Feedback is lint-first: lint is precise and free, so a lint failure is fixed before the costlier dry-run is attempted; the dry-run's one-line is the backstop for the lint-clean-but-unrunnable drafts the loop exists for. The repair budget is the same whether or not the dry-run is enabled — with the dry-run off, the loop still repairs lint failures, and needs no [gmat] extra to do so.

Stop conditions

The loop stops at the first of:

Stop reason Meaning
clean a draft passed — it lints clean and (if enabled) passes the dry-run
budget the retry budget N was spent without a passing draft
no-progress a regenerated draft was byte-identical to the one before it
oscillation a regenerated draft repeated one seen earlier in the loop

no-progress and oscillation catch a model that has stopped improving, so the loop spends a retry only when the draft actually changed.

Choosing a budget

A small budget does the work.
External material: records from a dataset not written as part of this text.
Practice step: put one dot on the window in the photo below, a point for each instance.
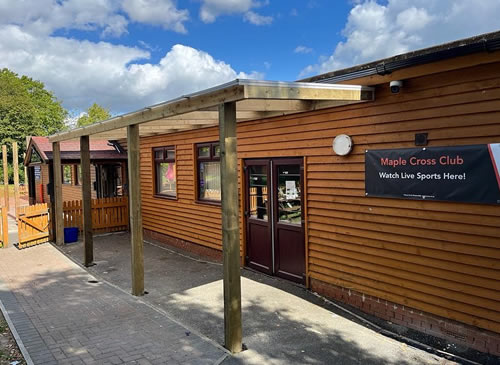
(78, 174)
(164, 158)
(67, 174)
(208, 159)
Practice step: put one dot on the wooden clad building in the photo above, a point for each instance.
(107, 176)
(305, 212)
(430, 265)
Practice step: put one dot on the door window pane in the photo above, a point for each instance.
(289, 194)
(209, 180)
(258, 192)
(166, 178)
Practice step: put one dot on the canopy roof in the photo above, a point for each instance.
(254, 100)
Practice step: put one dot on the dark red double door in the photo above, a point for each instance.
(274, 217)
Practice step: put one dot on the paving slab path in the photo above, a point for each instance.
(282, 323)
(64, 315)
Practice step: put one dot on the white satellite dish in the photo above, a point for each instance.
(342, 144)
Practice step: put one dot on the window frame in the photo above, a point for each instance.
(163, 159)
(199, 159)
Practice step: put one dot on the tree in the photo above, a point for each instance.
(95, 113)
(27, 109)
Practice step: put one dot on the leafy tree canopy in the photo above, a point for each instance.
(27, 109)
(95, 113)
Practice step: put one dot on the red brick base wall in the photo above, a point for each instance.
(458, 333)
(184, 245)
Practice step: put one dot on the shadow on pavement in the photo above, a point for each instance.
(282, 323)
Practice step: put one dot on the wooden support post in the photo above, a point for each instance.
(5, 228)
(57, 212)
(230, 227)
(88, 241)
(26, 185)
(134, 188)
(5, 177)
(15, 163)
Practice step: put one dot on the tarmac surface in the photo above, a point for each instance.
(282, 323)
(61, 314)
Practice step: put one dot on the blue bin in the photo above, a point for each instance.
(70, 234)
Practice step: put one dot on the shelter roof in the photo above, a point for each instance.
(254, 100)
(100, 149)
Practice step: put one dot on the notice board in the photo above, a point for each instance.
(458, 173)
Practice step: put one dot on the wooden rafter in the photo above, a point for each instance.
(254, 100)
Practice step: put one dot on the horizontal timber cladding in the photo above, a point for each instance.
(439, 257)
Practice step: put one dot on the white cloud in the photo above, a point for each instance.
(211, 9)
(374, 30)
(257, 19)
(302, 49)
(157, 12)
(116, 76)
(83, 72)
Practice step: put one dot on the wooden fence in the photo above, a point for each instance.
(108, 214)
(33, 224)
(4, 228)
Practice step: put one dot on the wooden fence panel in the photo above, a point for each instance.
(33, 224)
(108, 214)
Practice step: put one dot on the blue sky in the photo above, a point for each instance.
(127, 54)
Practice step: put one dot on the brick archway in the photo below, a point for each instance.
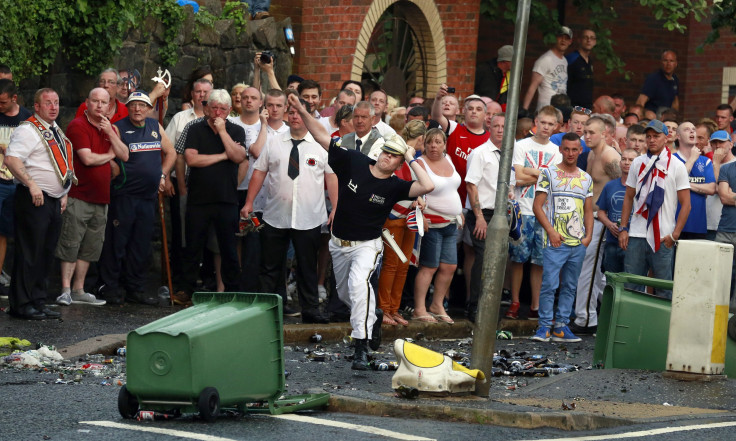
(428, 26)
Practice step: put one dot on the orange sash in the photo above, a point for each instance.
(61, 158)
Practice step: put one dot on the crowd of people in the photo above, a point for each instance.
(601, 186)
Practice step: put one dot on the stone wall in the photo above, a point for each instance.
(230, 55)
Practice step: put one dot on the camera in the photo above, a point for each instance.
(266, 57)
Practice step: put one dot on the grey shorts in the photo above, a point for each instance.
(82, 231)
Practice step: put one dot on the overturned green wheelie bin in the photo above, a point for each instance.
(226, 351)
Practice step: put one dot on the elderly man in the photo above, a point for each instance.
(661, 88)
(11, 114)
(132, 206)
(214, 151)
(96, 142)
(367, 192)
(109, 80)
(40, 158)
(379, 101)
(366, 138)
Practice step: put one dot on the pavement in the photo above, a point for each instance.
(601, 397)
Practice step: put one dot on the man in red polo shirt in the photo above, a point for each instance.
(462, 138)
(96, 142)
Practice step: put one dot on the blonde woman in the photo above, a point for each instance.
(393, 271)
(438, 254)
(235, 92)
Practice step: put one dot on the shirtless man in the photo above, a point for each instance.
(603, 166)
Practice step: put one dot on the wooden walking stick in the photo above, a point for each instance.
(165, 79)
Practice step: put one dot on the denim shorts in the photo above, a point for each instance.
(531, 244)
(439, 245)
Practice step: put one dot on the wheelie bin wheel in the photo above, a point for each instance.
(209, 404)
(127, 403)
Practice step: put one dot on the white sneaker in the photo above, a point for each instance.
(65, 299)
(86, 298)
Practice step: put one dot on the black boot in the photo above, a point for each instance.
(360, 359)
(375, 341)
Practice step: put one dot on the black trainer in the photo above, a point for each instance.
(360, 359)
(375, 341)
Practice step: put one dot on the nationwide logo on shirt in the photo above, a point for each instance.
(144, 146)
(380, 200)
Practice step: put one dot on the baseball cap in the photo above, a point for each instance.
(505, 53)
(139, 96)
(473, 97)
(292, 78)
(394, 145)
(720, 135)
(564, 30)
(658, 126)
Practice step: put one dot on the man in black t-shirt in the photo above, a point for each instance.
(213, 151)
(367, 190)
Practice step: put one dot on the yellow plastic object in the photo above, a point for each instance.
(430, 371)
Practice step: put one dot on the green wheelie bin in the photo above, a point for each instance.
(226, 351)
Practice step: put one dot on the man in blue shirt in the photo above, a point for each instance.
(661, 88)
(702, 181)
(610, 202)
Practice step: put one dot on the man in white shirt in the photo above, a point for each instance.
(549, 75)
(531, 155)
(481, 179)
(40, 158)
(656, 183)
(294, 169)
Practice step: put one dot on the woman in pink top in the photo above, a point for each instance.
(438, 252)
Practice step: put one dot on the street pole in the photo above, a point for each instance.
(497, 239)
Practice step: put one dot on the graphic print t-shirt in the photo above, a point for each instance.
(566, 194)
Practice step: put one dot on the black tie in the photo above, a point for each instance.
(294, 159)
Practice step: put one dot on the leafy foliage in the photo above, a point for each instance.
(602, 15)
(237, 11)
(89, 33)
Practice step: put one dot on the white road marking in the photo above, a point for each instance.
(162, 431)
(356, 427)
(641, 433)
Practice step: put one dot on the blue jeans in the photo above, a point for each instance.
(561, 268)
(613, 258)
(640, 257)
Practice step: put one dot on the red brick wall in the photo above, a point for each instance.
(705, 70)
(327, 31)
(639, 41)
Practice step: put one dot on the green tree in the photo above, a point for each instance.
(88, 33)
(601, 15)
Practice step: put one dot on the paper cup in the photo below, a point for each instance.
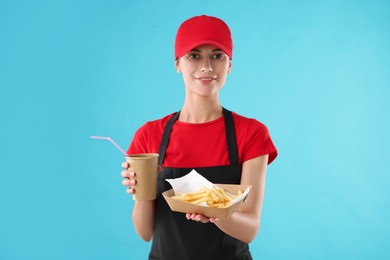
(145, 168)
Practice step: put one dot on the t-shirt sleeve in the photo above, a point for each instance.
(258, 142)
(139, 143)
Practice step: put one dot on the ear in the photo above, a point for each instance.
(177, 65)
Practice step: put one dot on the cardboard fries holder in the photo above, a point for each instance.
(221, 213)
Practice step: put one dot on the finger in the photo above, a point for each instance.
(125, 165)
(127, 174)
(213, 220)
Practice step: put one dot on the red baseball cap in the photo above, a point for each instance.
(201, 30)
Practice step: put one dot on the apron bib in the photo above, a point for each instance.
(175, 237)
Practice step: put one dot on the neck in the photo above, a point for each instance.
(200, 110)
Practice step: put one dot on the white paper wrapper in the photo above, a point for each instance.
(193, 182)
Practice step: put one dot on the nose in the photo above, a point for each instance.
(206, 66)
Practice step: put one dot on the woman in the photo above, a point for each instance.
(223, 146)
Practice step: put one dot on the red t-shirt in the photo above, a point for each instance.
(204, 145)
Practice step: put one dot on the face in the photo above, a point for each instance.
(204, 70)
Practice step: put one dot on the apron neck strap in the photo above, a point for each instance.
(230, 137)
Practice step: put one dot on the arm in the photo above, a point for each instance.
(143, 211)
(245, 223)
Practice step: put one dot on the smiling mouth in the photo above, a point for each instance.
(205, 78)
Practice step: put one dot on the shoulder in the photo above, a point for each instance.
(156, 124)
(242, 122)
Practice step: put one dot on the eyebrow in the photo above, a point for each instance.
(196, 50)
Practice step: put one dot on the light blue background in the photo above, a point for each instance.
(315, 72)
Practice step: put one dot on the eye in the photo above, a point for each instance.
(219, 56)
(193, 56)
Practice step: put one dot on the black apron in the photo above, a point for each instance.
(175, 237)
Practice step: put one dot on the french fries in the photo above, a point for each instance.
(214, 197)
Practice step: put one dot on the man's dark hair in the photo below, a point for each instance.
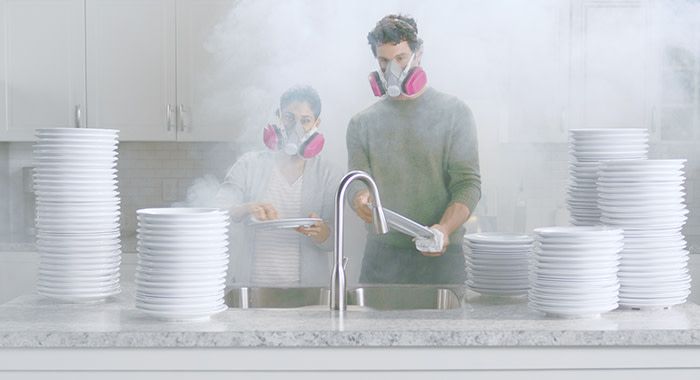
(302, 93)
(394, 29)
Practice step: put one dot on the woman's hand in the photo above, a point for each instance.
(259, 211)
(318, 231)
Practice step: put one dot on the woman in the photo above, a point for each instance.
(288, 180)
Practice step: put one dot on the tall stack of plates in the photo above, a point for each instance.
(497, 263)
(574, 271)
(77, 213)
(646, 199)
(588, 147)
(182, 262)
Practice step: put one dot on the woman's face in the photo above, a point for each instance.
(299, 112)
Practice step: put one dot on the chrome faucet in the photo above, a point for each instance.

In practice one repair fixes most initial misses, a second covers prompt-to-prompt variance, and beyond that no-progress and persistent failure dominate — a larger budget only spends tokens. Start at 1 or 2.

In code

from gmat_copilot import draft

result = draft(
    "a Hohmann transfer to GEO; report the semi-major axis before and after",
    model="anthropic:claude-...",
    repair=2,        # up to two repair retries
    dry_run=True,    # validate each clean draft in GMAT (needs the [gmat] extra)
)

print(result.lint.clean)        # the winning draft's lint state
print(result.dry_run)           # its dry-run report, or None if the dry-run was off

Every attempt is recorded in the provenance trace, so you can see what the loop did and why it stopped:

trace = result.provenance.repair
print(trace.stop_reason)                 # clean / budget / no-progress / oscillation
for attempt in trace.attempts:
    print(attempt.passed, attempt.feedback_tier)   # e.g. False "lint", then True None

Strict and permissive

The loop runs the same in both modes; only the terminal handling differs. After the budget is spent, strict raises DraftRejected when the final draft still has blocking diagnostics (the rejected result is attached for inspection); permissive returns the best final draft with every diagnostic — lint and dry-run — attached.

From the CLI

gmat-copilot "a Hohmann transfer to GEO" --model anthropic:claude-... \
    --dry-run --repair 2 --provenance
# lint: clean; dry-run: ok; retries: 1 -> wrote mission.script (+ mission.script.copilot.json)

The summary reports the retries the loop spent (retries: 1 here means the first draft failed and one repair produced a runnable script). --repair works without --dry-run too, repairing lint failures alone. See Close the loop for a fuller worked run.